Donald Trump was “persistent” in his efforts to get the Department of Justice to discredit the results of the 2020 presidential election, according to closed-door Congressional testimony delivered on Saturday by Jeffrey Rosen, who was the acting Attorney General during Trump’s final weeks in office.

The Washington Post reports that “Rosen said he had to “persuade the president not to pursue a different path” at a high-stakes January meeting in which Trump considered ousting Rosen as the nation’s most powerful law enforcement officer.”

Rosen added, “But as to the actual issues put to the Justice Department, DOJ consistently acted with integrity, and the rule of law held fast.” He claimed to have told Trump that he was “misinformed or wrong,” about the 2020 election.

Judiciary Committee Chairman Sen. Dick Durbin (D-IL) said Rosen’s testimony revealed a “frightening” behind the scenes campaign to undermine democracy.

“[Rosen] was being asked by the White House, the leadership in the White House, to meet with certain people who had these wild, bizarre theories of why that election wasn’t valid. And he refused to do it,” Durbin told CNN.

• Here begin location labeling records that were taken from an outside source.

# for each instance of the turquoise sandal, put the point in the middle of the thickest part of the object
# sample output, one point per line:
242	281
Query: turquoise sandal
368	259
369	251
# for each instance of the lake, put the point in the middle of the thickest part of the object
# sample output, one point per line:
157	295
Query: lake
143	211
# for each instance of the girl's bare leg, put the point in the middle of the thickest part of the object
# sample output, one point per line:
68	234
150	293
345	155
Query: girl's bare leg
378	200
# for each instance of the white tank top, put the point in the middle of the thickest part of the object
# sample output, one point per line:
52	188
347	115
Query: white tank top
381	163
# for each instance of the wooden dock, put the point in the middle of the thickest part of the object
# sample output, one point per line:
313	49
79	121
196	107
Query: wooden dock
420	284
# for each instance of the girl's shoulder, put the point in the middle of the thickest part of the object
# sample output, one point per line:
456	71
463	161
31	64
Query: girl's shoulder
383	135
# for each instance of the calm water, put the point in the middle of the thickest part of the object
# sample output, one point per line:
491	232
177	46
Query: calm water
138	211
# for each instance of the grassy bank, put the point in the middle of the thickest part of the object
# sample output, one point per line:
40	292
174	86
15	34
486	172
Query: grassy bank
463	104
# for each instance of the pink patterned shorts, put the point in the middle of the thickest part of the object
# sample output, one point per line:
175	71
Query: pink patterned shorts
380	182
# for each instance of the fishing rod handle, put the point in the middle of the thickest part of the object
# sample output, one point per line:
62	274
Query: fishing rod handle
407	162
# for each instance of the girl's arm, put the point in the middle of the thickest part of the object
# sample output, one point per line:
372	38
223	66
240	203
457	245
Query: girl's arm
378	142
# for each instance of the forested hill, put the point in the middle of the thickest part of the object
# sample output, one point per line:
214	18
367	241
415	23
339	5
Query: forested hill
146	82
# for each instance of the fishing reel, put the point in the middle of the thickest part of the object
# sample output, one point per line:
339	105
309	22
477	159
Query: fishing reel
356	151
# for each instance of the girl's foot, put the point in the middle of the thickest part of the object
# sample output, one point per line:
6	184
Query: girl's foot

The Justice Department watchdog and congressional investigators are probing the actions of Trump and Jeffrey Clark, then the acting head of the DOJ’s civil division, in their efforts to keep Trump in office. According to The New York Times, Clark pushed “top leaders to falsely and publicly assert that continuing election fraud investigations cast doubt on the Electoral College results. That prompted Mr. Trump to consider ousting Mr. Rosen and installing Mr. Clark at the top of the department to carry out that plan.”

The Washington Post adds:

Two weeks ago, Congress obtained and released handwritten notes from Rosen’s deputy, Richard Donoghue, who participated in phone calls with Trump and Rosen in which the president urged them to cast doubt on the integrity of the election. Donoghue’s notes describe Trump telling him and Rosen to “just say the election was corrupt [and] leave the rest to me” and Republican lawmakers. They also describe Rosen and Donoghue saying claims of election fraud did not appear to have merit.

Appearing on MSNBC on Friday morning, conservative lawyer George Conway called Trump’s pressure campaign on the DOJ “absolutely one of the most dangerous moments in American history.” (watch above).

He added, “The DOJ, if it hasn’t already … should begin a criminal investigation.”